A bioinformatics tool for working with modified bases

https://nanoporetech.com/

Other

139 stars 7 forks source link

Why does the bedgraph output have 5 columns? #158

Open IanCodes opened 6 months ago

IanCodes commented 6 months ago

Hello,

I am new to modkit, so I may be asking silly questions. The bedgraph generated using modkit pileup --bedgraph generates bedgraphs with five columns. The format description at UCSC describes four columns.

My understanding from another post is that currently column 4 is fraction modified, and column five is score. Is that correct?

The result is that the bedgraph files cannot be converted to bigWig using UCSC bedGraphToBigWig as there are too many columns. Would it make sense to only use columns 1, 2, 3, and 5?

ArtRand commented 6 months ago

Hello @IanCodes,

I would use columns 1, 2, 3, and 4. Described below:

column	name	description	type
1	chrom	name of reference sequence from BAM header	str
2	start position	0-based start position	int
3	end position	0-based exclusive end position	int
4	fraction modified	N_mod / N_{valid_cov}	float
5	N_{valid_cov}	See definitions above.	int

I added the N_valid_cov column so that you could filter out rows with low (or high) valid coverage, for example you could have 1 read that's modified and that will appear as 100% (which is true) but you may not want that single site in your analysis or visualization. In the viewers I use most often you can have additional columns for in bedGraph.

To make the data work with bedGraphToBigWig use the following (for example):

awk -v min_cov=${min_cov} '$5>min_cov{print $1, $2, $3, $4}' ${modkit_bedgraph_file}

Hope this helps, happy to answer any additional questions.

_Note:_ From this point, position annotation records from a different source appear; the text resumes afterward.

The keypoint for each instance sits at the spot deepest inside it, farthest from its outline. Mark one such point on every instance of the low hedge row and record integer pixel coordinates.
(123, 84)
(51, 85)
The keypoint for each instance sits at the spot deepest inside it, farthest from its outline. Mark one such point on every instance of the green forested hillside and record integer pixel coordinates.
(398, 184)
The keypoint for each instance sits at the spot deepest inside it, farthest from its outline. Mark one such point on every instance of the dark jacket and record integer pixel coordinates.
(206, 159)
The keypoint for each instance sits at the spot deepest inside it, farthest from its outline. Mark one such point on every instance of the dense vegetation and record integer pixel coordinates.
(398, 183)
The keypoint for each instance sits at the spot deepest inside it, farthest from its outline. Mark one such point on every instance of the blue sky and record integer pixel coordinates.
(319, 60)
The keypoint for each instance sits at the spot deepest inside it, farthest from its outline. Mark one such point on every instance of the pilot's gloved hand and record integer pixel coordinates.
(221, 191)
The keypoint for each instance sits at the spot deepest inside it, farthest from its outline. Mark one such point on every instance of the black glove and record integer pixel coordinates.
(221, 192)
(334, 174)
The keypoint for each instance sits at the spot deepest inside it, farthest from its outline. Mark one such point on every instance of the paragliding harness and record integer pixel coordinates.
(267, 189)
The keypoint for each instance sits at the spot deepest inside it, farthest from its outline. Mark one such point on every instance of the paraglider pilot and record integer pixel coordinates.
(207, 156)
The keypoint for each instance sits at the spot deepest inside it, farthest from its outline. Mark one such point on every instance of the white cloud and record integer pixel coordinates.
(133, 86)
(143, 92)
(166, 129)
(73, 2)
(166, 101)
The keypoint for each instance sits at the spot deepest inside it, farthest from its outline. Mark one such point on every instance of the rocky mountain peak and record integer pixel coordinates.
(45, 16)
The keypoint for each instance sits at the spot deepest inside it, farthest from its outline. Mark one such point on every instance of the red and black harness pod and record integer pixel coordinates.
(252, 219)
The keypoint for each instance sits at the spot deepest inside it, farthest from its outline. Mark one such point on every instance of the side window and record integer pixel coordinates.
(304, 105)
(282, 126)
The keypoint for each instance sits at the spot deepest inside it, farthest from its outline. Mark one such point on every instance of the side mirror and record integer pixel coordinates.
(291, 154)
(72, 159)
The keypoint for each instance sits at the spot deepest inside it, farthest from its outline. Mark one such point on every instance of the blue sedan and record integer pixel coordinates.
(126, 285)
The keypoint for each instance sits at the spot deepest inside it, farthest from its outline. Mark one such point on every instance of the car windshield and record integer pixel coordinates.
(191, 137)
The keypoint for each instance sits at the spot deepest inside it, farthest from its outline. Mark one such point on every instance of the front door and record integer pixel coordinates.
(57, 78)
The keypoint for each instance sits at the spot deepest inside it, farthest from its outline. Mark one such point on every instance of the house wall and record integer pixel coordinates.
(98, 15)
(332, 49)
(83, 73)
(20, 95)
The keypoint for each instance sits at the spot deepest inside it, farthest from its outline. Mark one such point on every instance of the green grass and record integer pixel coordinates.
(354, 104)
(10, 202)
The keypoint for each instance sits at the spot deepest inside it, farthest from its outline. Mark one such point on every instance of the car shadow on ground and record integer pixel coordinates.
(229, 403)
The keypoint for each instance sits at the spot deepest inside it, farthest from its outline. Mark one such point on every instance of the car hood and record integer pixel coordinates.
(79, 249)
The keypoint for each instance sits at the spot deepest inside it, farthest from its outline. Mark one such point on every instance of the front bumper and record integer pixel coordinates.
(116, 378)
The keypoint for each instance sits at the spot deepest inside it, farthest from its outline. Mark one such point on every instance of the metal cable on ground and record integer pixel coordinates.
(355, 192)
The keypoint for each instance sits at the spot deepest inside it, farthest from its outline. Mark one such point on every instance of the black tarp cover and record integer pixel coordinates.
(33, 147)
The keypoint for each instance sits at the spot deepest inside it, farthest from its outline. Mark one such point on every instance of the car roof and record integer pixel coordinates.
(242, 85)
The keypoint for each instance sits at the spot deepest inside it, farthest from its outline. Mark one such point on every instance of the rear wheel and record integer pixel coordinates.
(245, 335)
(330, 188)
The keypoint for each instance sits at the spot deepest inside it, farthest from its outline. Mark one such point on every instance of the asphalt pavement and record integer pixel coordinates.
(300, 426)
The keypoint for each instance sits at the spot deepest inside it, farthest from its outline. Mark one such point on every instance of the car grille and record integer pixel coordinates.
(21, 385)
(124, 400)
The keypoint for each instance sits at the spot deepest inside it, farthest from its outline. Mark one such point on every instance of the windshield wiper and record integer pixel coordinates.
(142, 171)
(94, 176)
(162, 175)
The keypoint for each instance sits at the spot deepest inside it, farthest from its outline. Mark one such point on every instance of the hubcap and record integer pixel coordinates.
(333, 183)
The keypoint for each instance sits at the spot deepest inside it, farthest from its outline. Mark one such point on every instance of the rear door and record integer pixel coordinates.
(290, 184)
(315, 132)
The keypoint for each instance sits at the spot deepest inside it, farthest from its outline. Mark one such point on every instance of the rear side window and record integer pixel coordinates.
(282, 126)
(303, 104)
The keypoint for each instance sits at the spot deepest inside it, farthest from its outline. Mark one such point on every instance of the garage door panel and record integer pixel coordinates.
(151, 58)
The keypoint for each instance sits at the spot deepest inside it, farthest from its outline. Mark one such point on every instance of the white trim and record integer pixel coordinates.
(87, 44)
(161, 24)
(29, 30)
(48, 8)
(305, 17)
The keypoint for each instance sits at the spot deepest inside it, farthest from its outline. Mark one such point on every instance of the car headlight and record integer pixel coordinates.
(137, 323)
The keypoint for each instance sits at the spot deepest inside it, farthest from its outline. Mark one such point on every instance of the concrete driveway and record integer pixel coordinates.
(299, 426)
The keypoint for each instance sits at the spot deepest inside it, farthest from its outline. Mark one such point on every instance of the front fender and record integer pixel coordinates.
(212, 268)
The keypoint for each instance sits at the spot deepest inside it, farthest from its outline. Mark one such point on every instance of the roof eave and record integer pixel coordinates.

IanCodes commented 6 months ago

@ArtRand thank you for your helpful answer! I usually use UCSC that has the four column specification for generating bigWig. I did see a useful thread about directly viewing bedmethyl in IGV (https://github.com/nanoporetech/modkit/issues/43), so maybe that is the best route?

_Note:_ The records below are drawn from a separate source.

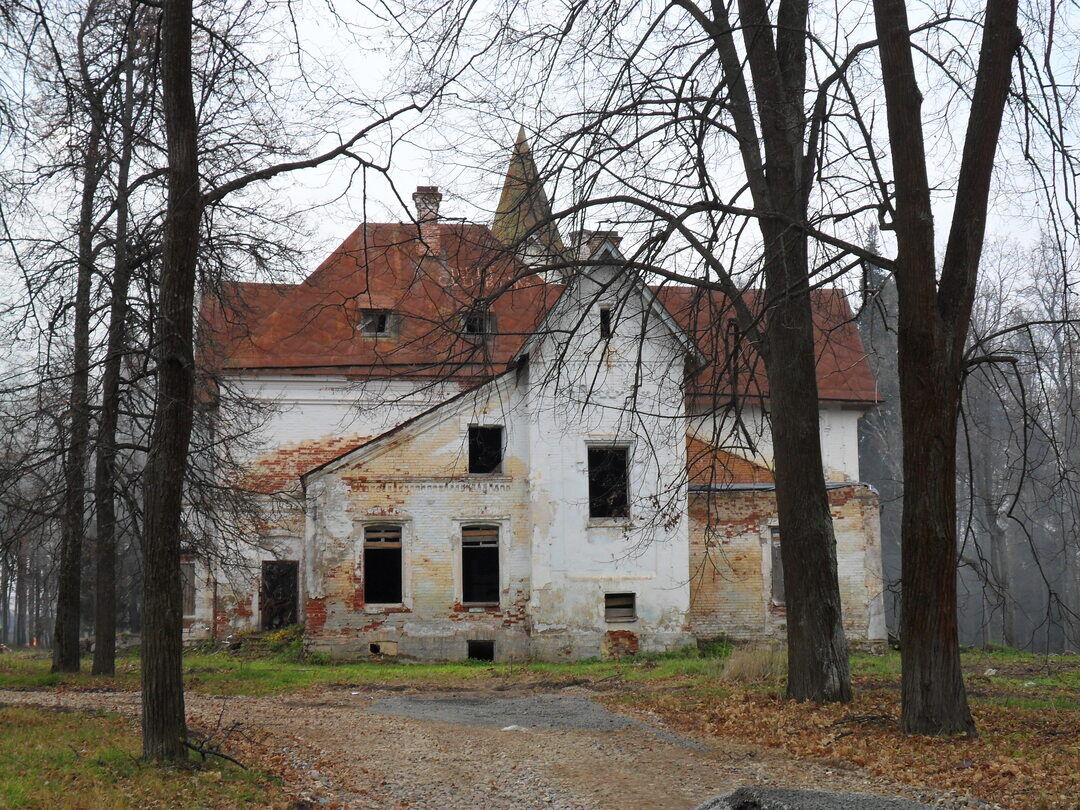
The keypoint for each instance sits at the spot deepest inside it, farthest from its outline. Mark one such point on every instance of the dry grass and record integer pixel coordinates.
(755, 664)
(69, 760)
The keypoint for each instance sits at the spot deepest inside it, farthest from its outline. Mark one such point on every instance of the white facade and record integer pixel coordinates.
(576, 383)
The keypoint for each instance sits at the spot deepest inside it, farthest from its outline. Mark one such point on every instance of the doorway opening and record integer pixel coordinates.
(279, 594)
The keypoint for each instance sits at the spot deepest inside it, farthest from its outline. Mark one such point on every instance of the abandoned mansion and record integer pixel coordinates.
(503, 442)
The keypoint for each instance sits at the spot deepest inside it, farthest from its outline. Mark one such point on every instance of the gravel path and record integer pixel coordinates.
(487, 750)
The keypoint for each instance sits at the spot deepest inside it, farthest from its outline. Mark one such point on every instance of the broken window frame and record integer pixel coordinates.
(777, 594)
(189, 586)
(381, 538)
(619, 510)
(474, 432)
(381, 319)
(292, 604)
(620, 606)
(477, 324)
(481, 537)
(606, 323)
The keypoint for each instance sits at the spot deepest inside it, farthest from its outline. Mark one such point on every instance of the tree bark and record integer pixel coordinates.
(817, 647)
(66, 651)
(22, 585)
(105, 473)
(932, 334)
(164, 734)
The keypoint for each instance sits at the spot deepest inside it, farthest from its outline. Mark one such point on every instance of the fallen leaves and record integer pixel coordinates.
(1023, 758)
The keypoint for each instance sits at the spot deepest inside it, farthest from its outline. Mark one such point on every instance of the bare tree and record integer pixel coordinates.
(933, 318)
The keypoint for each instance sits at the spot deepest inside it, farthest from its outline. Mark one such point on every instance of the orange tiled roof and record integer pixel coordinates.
(709, 466)
(280, 471)
(310, 327)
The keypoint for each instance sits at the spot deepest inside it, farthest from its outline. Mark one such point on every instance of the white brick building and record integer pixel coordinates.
(476, 460)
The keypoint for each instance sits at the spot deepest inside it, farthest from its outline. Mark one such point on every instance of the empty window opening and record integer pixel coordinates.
(477, 324)
(481, 650)
(608, 495)
(605, 322)
(485, 449)
(480, 565)
(278, 595)
(778, 569)
(382, 565)
(375, 322)
(620, 607)
(188, 584)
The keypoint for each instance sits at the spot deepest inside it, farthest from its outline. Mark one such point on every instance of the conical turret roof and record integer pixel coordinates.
(524, 206)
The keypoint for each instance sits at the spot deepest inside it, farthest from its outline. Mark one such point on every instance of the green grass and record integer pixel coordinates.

The --bedgraph option outputs a file for + and - strands for each modification, is it possible (or even make sense) to have a single combined strand bedgraph file per modifcation?

Thank you.

ArtRand commented 6 months ago

Hello @IanCodes,

You can certainly combine them. The bedGraph format doesn't have a nice way to represent different modifications, however, so you might want to combine them separately.

cat h*.bedgraph | sort -k 1,2n |cut -f 1-4 > h_strand_combined.bedgraph

Ought to do it. The cut is optional to remove the valid coverage column, you could also filter instead.

lkwhite commented 3 months ago

Thanks for all the work developing this. Would be great if this description of the column outputs were added to the documentation for bedgraph pileup here.

ArtRand commented 3 months ago

Hello @lkwhite,

To be honest, I'm planning on deprecating the --bedgraph flag since you can generate the bedGraph from the bedMethyl, but having an un-documented output format is poor form regardless.